COMP. MARIUS ET LES NUITS
Nos Nuits se sont sculptées à force de fidélité(s). Les Comp. Marius font partie de cette grande famille d’artistes associés au festival. Ils ont promené leur délicat gradin de bois dans les parcs et jardins de la Métropole, dans la cour du lycée Saint-Just… et ils ont présenté un bel éventail de leur répertoire : Marius, Fanny, César, la trilogie ; Manon et Jean ; Le Schpountz ; Figaro ! ; L’Ami commun ; Coupe royale… Ce sont de grands lecteurs de textes qui croient en la force du récit, ce sont des acteurs inspirés et précis et ce sont des sculpteurs d’espaces théâtraux bruts et insolites.

 

EXTRAIT
Garance : C’est ça… je vais me taire et vous, vous allez parler tout seul, et comme vous êtes “ému, bouleversé”, vous allez encore dire balivernes, des banalités – comme vous dites –, les diamants, les chevaux, la bricole, l’avoine et puis le harnais… la grande vie, quoi !… Oh, c’est pas que je sois… tellement délicate.
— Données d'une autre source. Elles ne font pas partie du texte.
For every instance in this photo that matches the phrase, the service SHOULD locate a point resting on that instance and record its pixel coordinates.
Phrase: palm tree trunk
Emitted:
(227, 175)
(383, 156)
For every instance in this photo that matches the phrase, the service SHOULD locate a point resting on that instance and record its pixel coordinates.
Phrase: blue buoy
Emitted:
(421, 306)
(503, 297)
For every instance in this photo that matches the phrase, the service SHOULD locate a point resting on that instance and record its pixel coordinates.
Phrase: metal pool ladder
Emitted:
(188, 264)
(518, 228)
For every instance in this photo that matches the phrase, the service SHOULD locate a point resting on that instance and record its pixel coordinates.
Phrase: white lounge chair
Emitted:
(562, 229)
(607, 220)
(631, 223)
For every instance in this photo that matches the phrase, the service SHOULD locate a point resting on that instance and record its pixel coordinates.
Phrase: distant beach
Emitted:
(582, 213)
Si tout cela me tombait du ciel, je ne dirais pas non, peut-être, mais tout de même, cette façon de parler, “un seul mot et votre vie peut changer”, ça veut dire que c’est rien alors, ma vie, une petite vie de rien du tout, à vous entendre ! Et si elle me plaît à moi, cette petite vie-là, je suis une grande fille tout de même, je sais ce que je dis, je sais ce que je fais, tandis que vous… à voir… (Elle l’examine froidement.) Vous avez peut-être “une grande vie” mais le fond, à bien regarder, peut-être que vous êtes un petit homme, un tout petit homme.